Contract law is going to become far more complicated if 'yes means yes' and 'enthusiastic consent' ideas are ever applied to it.
How long does the period of continued employment need to be in order to be considered further consideration?

As a thought experiment, can I present you with a sign-or-else NDA on Monday. You sign it on Tuesday and I fire you on Wednesday?

Suppose my plan was to fire you regardless of whether you signed or not.

Now prove it. /evil

> How long does the period of continued employment need to be in order to be considered further consideration?

Non-zero.

In reality, my guess is that because courts don't love to see non-competes overbroadly upheld in the fist place, if you have a super restrictive non-compete that was given to you in exchange for $20, and it was given to say, a burger flipping teenager, or someone with dubious employment status, or huge medical bills, something else that made it an unequal bargaining position, it is very likely a court would reduce the scope of the non-compete or throw it out completely.

There are no hard and fast rules in non-compete-land. Courts can and do throw them out or reduce their geographic or conceptual boundaries relatively often. And the rules are not particularly byzantine or arcane - they are pretty straightforward. Sophisticated parties making a deal that includes valuable consideration in exchange for a business restriction will be upheld - a punitive contract for little money that basically prevents a worker from practicing his fungible skillset and keeping out of the taxpaying economy may not be.

"Continued employment is, in fact, new consideration."

That is complete horseshit.

Thank you for the well-reasoned and eloquent response.

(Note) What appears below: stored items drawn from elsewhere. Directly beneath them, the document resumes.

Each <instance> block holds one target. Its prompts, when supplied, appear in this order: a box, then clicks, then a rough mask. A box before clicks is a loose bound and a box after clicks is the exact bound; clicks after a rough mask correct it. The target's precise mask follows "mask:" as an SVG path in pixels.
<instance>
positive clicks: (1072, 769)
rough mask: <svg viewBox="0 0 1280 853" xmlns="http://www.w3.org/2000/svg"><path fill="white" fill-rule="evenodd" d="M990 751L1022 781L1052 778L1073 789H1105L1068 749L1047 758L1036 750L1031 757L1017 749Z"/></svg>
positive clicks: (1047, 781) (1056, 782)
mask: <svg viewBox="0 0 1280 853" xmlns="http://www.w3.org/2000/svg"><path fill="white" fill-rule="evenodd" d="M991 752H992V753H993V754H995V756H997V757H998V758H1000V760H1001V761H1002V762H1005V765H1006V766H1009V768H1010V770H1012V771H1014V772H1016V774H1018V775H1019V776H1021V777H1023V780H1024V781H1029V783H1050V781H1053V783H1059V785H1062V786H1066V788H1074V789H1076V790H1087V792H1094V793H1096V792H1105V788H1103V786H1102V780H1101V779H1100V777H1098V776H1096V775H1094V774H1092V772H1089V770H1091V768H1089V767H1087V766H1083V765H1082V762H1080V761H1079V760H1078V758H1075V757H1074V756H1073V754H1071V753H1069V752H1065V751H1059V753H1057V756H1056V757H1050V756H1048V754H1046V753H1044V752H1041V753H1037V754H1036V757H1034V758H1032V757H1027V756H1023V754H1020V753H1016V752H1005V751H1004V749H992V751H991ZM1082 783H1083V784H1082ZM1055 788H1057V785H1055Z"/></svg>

Snark aside, whether it is or is not actually depends on what state you're in. For many, it is not new consideration.[0]

[0] http://www.beckreedriden.com/wp-content/uploads/2012/09/Nonc...

Very informative. So much varies by state. E.g. in Oregon:

   Continued Employment is Sufficient Consideration: No
Some are a clear yes, some are a clear no, some are yes after a certain duration (I imagine to prevent notice the day before you get a paycheck, that sort of thing), some are yes under very specific circumstances.
Are you getting more money?

Yes?

More money = more consideration. End of story.